Published on December 26th, 2020 | by msalt
Bill Evans combo in Finland, 1970
The great (but troubled, junkie) jazz pianist Bill Evans and his combo — Eddie Gomez and Martin Morrel — played at a gorgeous house overlooking a lake in Finland in 1970.
Between songs, they answered questions in a way that’s unusually eloquent for musicians, who often struggle with words — which is why they turn to melody and rhythm. But the point remains the same — that intellectuality and eloquence are steps along the way to something better and deeper.
Q (at 8:20): “You do project an image as an intellectual jazz musician.
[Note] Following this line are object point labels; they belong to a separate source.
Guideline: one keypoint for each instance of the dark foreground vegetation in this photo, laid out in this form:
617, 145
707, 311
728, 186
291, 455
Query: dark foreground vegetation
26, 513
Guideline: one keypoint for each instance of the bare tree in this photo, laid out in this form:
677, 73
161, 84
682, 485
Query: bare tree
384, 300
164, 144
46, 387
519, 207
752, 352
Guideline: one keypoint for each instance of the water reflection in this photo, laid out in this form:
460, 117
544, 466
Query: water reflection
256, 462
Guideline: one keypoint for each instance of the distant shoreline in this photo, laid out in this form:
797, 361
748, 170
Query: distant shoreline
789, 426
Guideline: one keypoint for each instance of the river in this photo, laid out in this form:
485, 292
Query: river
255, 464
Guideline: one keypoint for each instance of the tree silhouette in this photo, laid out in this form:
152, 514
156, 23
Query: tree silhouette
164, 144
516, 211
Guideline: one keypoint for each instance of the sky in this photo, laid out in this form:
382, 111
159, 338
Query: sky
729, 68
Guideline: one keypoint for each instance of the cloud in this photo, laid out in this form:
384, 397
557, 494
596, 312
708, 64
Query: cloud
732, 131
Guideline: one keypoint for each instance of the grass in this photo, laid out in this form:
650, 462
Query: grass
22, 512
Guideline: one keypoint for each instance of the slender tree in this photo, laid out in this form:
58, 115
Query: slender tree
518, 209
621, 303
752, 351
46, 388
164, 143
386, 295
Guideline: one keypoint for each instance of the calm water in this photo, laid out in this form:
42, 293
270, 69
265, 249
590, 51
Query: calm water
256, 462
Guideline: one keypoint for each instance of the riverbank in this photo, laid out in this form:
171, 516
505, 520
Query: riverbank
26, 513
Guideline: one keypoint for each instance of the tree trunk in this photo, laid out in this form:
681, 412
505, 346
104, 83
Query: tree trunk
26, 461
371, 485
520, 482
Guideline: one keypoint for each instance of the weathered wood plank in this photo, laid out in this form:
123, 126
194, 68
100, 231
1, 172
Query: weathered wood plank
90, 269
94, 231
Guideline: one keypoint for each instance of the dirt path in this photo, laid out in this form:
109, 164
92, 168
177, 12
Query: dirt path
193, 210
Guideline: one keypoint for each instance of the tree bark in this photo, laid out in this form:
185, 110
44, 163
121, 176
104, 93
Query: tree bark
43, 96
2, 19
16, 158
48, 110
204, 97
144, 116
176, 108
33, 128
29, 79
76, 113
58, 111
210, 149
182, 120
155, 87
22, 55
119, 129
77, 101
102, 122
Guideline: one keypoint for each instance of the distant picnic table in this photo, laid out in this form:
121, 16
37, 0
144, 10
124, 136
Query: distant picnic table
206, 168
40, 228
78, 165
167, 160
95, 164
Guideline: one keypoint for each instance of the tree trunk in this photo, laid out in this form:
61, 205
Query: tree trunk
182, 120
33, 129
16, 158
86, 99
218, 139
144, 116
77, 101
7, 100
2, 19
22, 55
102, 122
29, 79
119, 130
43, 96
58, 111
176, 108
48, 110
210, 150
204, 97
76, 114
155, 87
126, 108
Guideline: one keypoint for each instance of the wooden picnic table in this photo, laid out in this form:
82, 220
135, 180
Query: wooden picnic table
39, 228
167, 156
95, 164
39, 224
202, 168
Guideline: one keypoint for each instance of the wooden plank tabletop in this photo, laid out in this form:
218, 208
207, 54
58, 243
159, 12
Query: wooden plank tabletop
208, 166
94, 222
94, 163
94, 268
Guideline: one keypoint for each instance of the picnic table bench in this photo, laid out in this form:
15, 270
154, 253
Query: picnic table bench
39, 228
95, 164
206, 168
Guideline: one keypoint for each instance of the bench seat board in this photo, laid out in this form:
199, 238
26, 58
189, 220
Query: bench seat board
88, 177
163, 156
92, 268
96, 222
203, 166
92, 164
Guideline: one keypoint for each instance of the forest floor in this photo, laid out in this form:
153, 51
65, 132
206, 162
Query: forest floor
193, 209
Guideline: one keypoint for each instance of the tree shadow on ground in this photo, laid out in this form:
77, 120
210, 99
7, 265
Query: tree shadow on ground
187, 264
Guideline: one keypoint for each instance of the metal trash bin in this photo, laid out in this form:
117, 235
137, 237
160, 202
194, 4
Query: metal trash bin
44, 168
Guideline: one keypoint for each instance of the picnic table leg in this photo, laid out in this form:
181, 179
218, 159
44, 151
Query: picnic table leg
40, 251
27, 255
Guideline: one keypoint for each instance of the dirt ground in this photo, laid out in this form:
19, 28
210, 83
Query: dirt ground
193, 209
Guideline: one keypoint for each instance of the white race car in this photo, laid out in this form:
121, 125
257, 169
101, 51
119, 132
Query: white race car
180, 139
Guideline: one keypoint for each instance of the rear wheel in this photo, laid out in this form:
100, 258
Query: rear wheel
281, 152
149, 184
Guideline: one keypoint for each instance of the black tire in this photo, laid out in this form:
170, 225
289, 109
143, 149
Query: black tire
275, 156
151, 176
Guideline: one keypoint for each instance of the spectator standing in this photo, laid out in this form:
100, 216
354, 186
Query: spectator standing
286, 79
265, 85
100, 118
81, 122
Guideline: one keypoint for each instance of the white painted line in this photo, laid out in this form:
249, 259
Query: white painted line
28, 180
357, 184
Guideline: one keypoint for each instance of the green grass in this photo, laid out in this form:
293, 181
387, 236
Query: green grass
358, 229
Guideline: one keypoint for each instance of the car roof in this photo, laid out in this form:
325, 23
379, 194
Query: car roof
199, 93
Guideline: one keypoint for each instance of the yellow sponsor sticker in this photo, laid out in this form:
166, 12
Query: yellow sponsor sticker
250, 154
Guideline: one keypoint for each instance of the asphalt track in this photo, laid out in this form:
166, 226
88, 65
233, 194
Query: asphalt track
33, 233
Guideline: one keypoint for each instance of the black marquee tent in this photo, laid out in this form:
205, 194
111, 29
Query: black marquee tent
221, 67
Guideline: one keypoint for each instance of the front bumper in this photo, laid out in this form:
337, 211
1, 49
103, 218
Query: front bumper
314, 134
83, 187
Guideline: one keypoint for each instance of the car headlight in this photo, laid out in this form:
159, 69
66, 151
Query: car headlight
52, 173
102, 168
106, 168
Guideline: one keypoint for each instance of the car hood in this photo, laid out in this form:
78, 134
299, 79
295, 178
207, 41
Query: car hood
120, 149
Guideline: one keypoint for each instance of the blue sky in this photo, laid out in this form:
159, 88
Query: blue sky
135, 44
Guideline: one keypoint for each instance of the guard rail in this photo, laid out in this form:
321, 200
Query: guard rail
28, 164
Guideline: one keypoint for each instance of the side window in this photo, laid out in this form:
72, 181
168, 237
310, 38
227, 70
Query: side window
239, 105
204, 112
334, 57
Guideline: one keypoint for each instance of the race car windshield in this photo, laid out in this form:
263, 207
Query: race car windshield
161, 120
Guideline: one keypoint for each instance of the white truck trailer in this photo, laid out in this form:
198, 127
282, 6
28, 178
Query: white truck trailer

How far does the intellect go?”
Evans: “Uh, only as far as uh, being a student, really. And that’s as far as it can go. Because intellectually, you couldn’t, uh, manipulate intellectually fast enough to play. I mean, jazz is a process that’s not an intellectual process. You use your intellect to take apart the materials and, uh, learn to understand them and learn to work with them. But actually, it takes years and years of playing to develop the facility so that you can forget all of that and, uh, just relax and just play.”
Just like Zhuangzi and the fishtrap (and words). Or butcher Ding.
Anyways, it’s a great performance any way you describe it. I’m not a huge jazz fan, in part because I never quite “get it” when listening to a recording -even if I loved the same piece live in person. Maybe I need the visual for some reason. Well, this half hour film gives you both.